Here we are some examples of the possibilities:
[10]:
vle(T=355, P=101325)
vle
[10]:
VLE(imol=MaterialIndexer(
g=[('Water', 0.6417), ('Ethanol', 0.8607)],
l=[('Water', 0.3583), ('Ethanol', 0.1393)]),
thermal_condition=ThermalCondition(T=355.00, P=101325))
[11]:
mixture_enthalpy = vle.mixture.xH(imol, *vle.thermal_condition)

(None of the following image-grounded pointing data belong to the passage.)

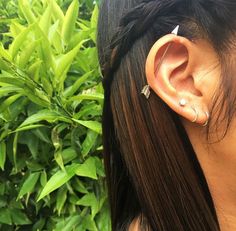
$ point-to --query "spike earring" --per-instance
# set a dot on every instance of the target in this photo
(183, 102)
(146, 89)
(196, 114)
(208, 116)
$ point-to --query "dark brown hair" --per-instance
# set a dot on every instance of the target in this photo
(151, 168)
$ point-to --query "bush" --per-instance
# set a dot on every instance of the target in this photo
(51, 98)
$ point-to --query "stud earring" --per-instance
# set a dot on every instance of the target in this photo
(183, 102)
(208, 116)
(146, 91)
(196, 114)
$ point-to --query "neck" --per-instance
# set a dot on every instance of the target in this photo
(218, 162)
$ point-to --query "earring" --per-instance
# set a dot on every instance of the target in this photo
(208, 116)
(196, 114)
(146, 91)
(183, 102)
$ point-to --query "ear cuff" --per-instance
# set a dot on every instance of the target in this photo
(146, 89)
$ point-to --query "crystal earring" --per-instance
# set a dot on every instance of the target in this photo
(183, 102)
(146, 89)
(208, 116)
(196, 114)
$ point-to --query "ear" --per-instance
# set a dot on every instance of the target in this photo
(174, 70)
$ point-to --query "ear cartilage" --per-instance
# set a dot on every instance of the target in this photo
(146, 89)
(183, 102)
(176, 30)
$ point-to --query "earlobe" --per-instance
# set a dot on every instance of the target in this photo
(171, 73)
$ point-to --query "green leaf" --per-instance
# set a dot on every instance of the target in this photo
(19, 40)
(69, 21)
(44, 115)
(88, 143)
(65, 61)
(26, 54)
(57, 12)
(68, 155)
(94, 17)
(29, 184)
(19, 218)
(45, 21)
(58, 179)
(26, 10)
(61, 199)
(89, 200)
(87, 169)
(5, 216)
(58, 158)
(93, 96)
(10, 100)
(2, 154)
(72, 89)
(93, 125)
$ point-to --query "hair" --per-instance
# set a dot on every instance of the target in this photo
(151, 168)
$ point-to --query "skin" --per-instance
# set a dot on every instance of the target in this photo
(191, 70)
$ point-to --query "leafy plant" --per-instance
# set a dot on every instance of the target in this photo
(51, 98)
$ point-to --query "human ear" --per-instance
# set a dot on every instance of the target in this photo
(174, 69)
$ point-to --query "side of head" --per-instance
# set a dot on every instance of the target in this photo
(152, 169)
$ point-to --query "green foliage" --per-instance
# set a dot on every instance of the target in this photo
(51, 98)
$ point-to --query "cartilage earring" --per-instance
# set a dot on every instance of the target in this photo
(196, 114)
(208, 116)
(146, 91)
(183, 102)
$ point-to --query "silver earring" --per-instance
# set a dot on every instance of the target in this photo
(208, 116)
(196, 114)
(146, 91)
(183, 102)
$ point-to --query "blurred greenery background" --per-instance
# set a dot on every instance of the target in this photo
(51, 98)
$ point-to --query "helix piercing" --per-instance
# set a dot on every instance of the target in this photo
(208, 116)
(146, 89)
(196, 114)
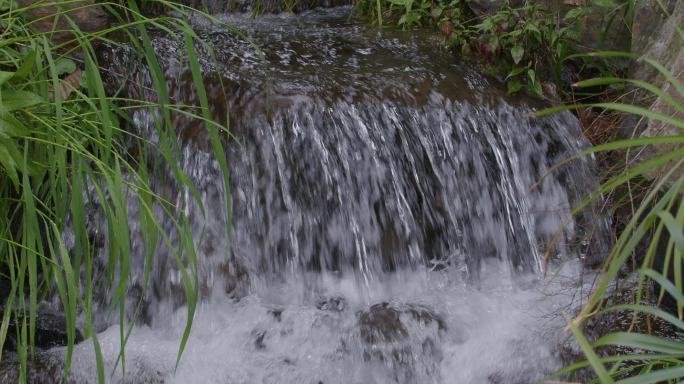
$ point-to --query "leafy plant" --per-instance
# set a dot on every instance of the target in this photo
(61, 135)
(654, 235)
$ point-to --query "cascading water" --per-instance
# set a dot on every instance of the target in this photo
(384, 228)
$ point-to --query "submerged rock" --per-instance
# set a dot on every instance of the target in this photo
(51, 331)
(386, 322)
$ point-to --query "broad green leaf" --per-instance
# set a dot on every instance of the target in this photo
(593, 359)
(641, 341)
(659, 376)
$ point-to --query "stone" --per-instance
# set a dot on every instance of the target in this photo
(656, 128)
(655, 36)
(50, 331)
(383, 323)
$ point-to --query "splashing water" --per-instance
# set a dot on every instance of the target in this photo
(384, 225)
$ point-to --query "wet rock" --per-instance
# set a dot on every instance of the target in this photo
(51, 331)
(254, 6)
(43, 368)
(259, 335)
(277, 314)
(654, 36)
(334, 304)
(383, 322)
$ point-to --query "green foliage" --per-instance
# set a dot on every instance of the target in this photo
(61, 136)
(525, 46)
(654, 235)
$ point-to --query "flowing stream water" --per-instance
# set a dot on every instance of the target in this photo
(384, 224)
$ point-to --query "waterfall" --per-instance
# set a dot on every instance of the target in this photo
(391, 215)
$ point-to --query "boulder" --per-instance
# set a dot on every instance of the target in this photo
(658, 34)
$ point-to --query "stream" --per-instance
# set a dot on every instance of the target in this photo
(385, 227)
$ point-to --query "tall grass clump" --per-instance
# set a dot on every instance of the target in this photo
(647, 259)
(64, 146)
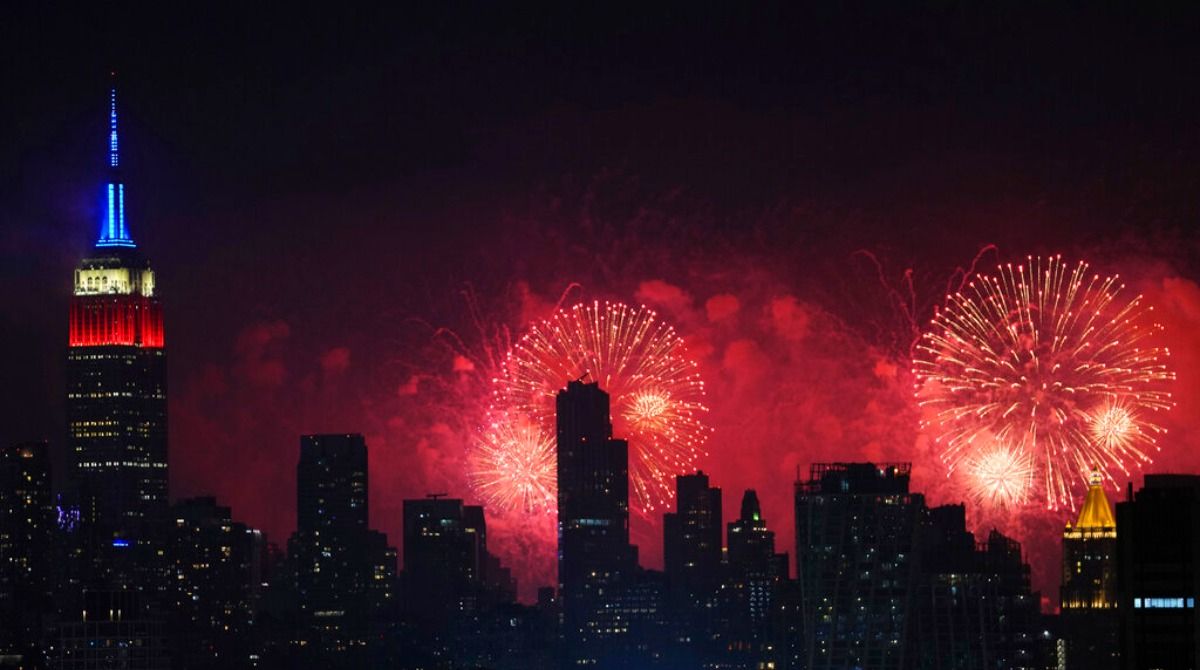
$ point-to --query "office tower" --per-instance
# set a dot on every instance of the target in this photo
(754, 576)
(117, 390)
(343, 570)
(1089, 593)
(448, 569)
(594, 555)
(753, 560)
(1158, 573)
(217, 566)
(27, 549)
(973, 606)
(691, 542)
(114, 628)
(856, 531)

vle(H=mixture_enthalpy, P=202650)
vle
[11]:
VLE(imol=MaterialIndexer(
g=[('Water', 0.6161), ('Ethanol', 0.8266)],
l=[('Water', 0.3839), ('Ethanol', 0.1734)]),
thermal_condition=ThermalCondition(T=373.69, P=202650))
[12]:
vle(V=0.5, P=101325)
vle
[12]:
VLE(imol=MaterialIndexer(
g=[('Water', 0.3861), ('Ethanol', 0.6139)],
l=[('Water', 0.6139), ('Ethanol', 0.3861)]),
thermal_condition=ThermalCondition(T=353.88, P=101325))
[13]:
vle(V=0.5, T=360)
vle
[13]:
VLE(imol=MaterialIndexer(
g=[('Water', 0.3886), ('Ethanol', 0.6114)],
l=[('Water', 0.6114), ('Ethanol', 0.3886)]),
thermal_condition=ThermalCondition(T=360.00, P=128136))
[14]:
vle(x=np.array([0.8, 0.2]), P=101325)
vle
[14]:
VLE(imol=MaterialIndexer(
g=[('Water', 0.8356), ('Ethanol', 0.9589)],
l=[('Water', 0.1644), ('Ethanol', 0.04109)]),
thermal_condition=ThermalCondition(T=356.25, P=128136))
[15]:
vle(y=np.array([0.4, 0.6]), T=360)
vle
[15]:
VLE(imol=MaterialIndexer(
g=[('Water', 0.4691), ('Ethanol', 0.7036)],
l=[('Water', 0.5309), ('Ethanol', 0.2964)]),
thermal_condition=ThermalCondition(T=356.25, P=126727))
Note that some compositions are infeasible; so it is not advised to pass x or y unless you know what you’re doing:
[16]:
vle(x=np.array([0.2, 0.8]), P=101325)
---------------------------------------------------------------------------
AssertionError Traceback (most recent call last)
<ipython-input-16-3d0d3ab197da> in <module>
----> 1 vle(x=np.array([0.2, 0.8]), P=101325)
~\OneDrive\Code\thermosteam\thermosteam\equilibrium\vle.py in __call__(self, P, H, T, V, x, y)
165 return self.set_PH(P, H)
166 elif x_spec:
--> 167 return self.set_Px(P, np.asarray(x))
168 else: # y_spec
169 return self.set_Py(P, np.asarray(y))
~\OneDrive\Code\thermosteam\thermosteam\equilibrium\vle.py in set_Px(self, P, x)
343 assert self._N == 2, 'number of species in equilibrium must be 2 to specify x'
344 self._thermal_condition.T, y = self._bubble_point.solve_Ty(x, P)
--> 345 self._lever_rule(x, y)
346
347 def set_Ty(self, T, y):
~\OneDrive\Code\thermosteam\thermosteam\equilibrium\vle.py in _lever_rule(self, x, y)
325 def _lever_rule(self, x, y):
326 split_frac = (self._z[0]-x[0])/(y[0]-x[0])
--> 327 assert -0.00001 < split_frac < 1.00001, 'desired composition is infeasible'
328 if split_frac > 1:
329 split_frac = 1
AssertionError: desired composition is infeasible
4.4. Liquid-liquid equilibrium¶
Liquid-liquid equilibrium can be calculated through a LLE object:
[17]:
tmo.settings.set_thermo(['Water', 'Octane', 'Butanol'])
imol = tmo.indexer.MolarFlowIndexer(
l=[('Water', 304), ('Butanol', 30)],
L=[('Octane', 100)])
lle = tmo.equilibrium.LLE(imol)
lle(T=360)
lle
[17]:
LLE(imol=MolarFlowIndexer(
L=[('Water', 290.6), ('Octane', 0.02062), ('Butanol', 4.3)],
l=[('Water', 13.35), ('Octane', 99.98), ('Butanol', 25.7)]),
thermal_condition=ThermalCondition(T=360.00, P=101325))
Pressure is not a significant factor in liquid-liquid equilibrium, so only temperature is needed.